A segunda parte da temporada 2026 do Festival Impulso vai contar com ciclos temáticos e levar a vários espaços das Caldas da Rainha nomes da música emergente, residências artísticas, cinema e performance, divulgou hoje a organização.
O festival, que decorre desde março em formato “Season” reserva para a segunda metade do ano os ciclos temáticos “Sororidade” (que acontece como residência mensal, iniciativa do Centro Cultural e de Congressos, CCC), as “Noites Impulso” (que ocupam espaços inusitados e de proximidade com a cidade) e os espetáculos associados ao Caldas Film Fest (que decorre de 24 a 26 de setembro).
Em comunicado, a organização revela que, até dezembro, o Impulso contará com “nomes sonantes da música emergente nacional, mas também muitas descobertas de talentos que estão neste preciso momento a começar”.
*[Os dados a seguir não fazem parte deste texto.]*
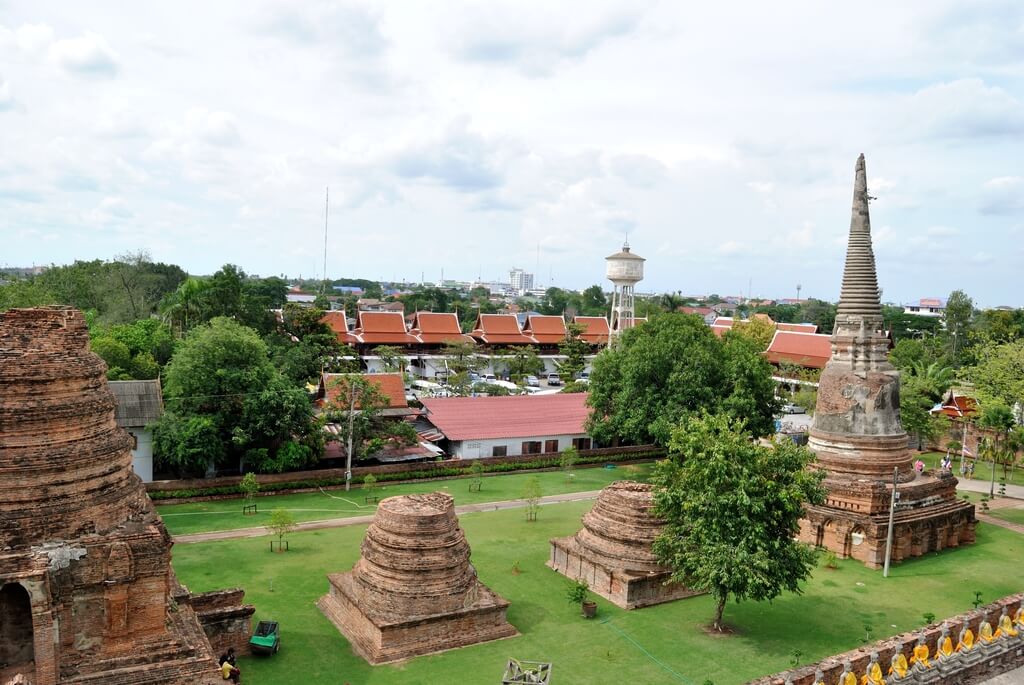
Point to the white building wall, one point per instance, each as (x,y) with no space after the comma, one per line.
(141,456)
(477,448)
O cartaz contará com as atuações de Leonor Arnaut, C-mm, Candy Diaz, Cave Story, Calcutá, Catarina Branco, Tipo, Tristany Mundu, Terrible Mistake, Humberto, Ensemble of Other Living Beings, Ilusão Gótica, I’A’V, Sereias, entre outros concertos, como o que marca do encontro de João Pimenta Gomes com Bob Weston (dos Shellac de Steve Albini) e Gabriel Ferrandini.
Em setembro, a relação do Impulso com o cinema intensifica-se, com o festival a associar-se à 3.ª edição do Caldas Film Fest, juntando concertos e imagem nos espetáculos de Cave Story, Adufe & Alguidar, Terrible Mistake, Suzana, Ilusão Gótica e a estreia das MONSTERA com o coro Aterateia.
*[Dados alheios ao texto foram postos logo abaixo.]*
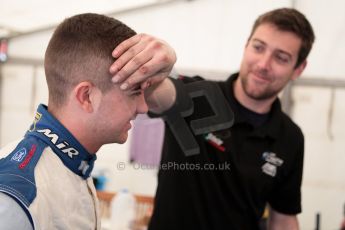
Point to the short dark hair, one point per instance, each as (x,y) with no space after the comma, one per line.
(80,50)
(289,19)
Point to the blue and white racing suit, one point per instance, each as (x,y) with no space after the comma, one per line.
(47,174)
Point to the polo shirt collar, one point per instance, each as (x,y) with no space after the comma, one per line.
(269,128)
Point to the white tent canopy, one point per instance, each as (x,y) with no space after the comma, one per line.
(208,36)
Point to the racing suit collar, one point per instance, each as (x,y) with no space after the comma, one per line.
(73,155)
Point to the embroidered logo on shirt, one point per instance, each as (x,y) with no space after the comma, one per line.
(28,157)
(19,155)
(272,162)
(63,146)
(36,119)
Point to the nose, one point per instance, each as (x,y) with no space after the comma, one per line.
(142,105)
(265,61)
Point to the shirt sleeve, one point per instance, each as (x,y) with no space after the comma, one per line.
(286,197)
(12,215)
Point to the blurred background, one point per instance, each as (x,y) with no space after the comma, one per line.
(209,37)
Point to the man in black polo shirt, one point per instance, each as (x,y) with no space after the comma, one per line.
(259,160)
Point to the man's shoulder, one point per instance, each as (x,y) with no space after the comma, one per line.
(17,168)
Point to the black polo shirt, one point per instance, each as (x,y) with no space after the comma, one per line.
(258,160)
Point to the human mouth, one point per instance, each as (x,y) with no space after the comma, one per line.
(262,78)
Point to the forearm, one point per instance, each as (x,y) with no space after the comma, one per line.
(161,97)
(279,221)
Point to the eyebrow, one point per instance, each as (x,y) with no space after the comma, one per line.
(279,50)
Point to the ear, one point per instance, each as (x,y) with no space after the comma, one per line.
(87,96)
(298,71)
A fechar a “Season”, o cartaz reserva “uma noite especial”, em parceria com o projeto “Frequência 440”, da Fundação Inatel, com os concertos de Tipo, Puçanga e a estreia dos Martin Limbo.
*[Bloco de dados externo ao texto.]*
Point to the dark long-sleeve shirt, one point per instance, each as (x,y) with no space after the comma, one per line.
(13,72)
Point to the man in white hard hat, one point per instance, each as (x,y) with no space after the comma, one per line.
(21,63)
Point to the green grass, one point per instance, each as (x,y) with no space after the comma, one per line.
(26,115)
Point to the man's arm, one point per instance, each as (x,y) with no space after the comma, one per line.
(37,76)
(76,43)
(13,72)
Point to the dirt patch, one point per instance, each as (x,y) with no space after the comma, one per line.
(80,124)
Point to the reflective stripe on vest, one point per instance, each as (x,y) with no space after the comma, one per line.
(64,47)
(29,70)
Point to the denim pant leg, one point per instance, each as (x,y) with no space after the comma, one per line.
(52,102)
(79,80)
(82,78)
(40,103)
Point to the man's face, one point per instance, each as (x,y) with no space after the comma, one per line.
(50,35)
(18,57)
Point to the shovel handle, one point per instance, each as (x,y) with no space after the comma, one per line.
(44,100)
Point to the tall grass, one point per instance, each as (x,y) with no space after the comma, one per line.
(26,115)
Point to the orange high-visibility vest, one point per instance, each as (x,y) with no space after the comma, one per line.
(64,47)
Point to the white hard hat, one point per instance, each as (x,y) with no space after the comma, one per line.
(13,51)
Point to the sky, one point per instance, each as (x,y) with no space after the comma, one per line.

Na edição deste ano, as residências artísticas são assumidas “como um dos eixos estruturantes”, funcionando como espaços de experimentação abertos ao público “em formato ‘work in progress’, expondo processos, decisões, dúvidas e caminhos em desconstrução, com risco partilhado”, refere o texto em que a organização destaca ainda a “criação de novo registo dos Beautify Junkyards, aprofundando uma identidade que tem vindo a marcar a música portuguesa contemporânea” e o regresso dos históricos caldenses Loopooloo com Nádia Schilling, “num encontro entre memória e reinvenção”.
A programação dá continuidade à iniciada em março e totalizará, até dezembro, no conjunto, “mais de 60 momentos de criação”, entre concertos, residências, cinema e performance a acontecer em vários espaços da cidade, no distrito de Leiria.
O Festival Impulso nasceu em 2018, nas Caldas da Rainha, por iniciativa de alunos e professores da Licenciatura em Som e Imagem da ESAD.CR – Escola Superior de Artes e Design e atraiu, na última edição, cerca de cinco mil espetadores.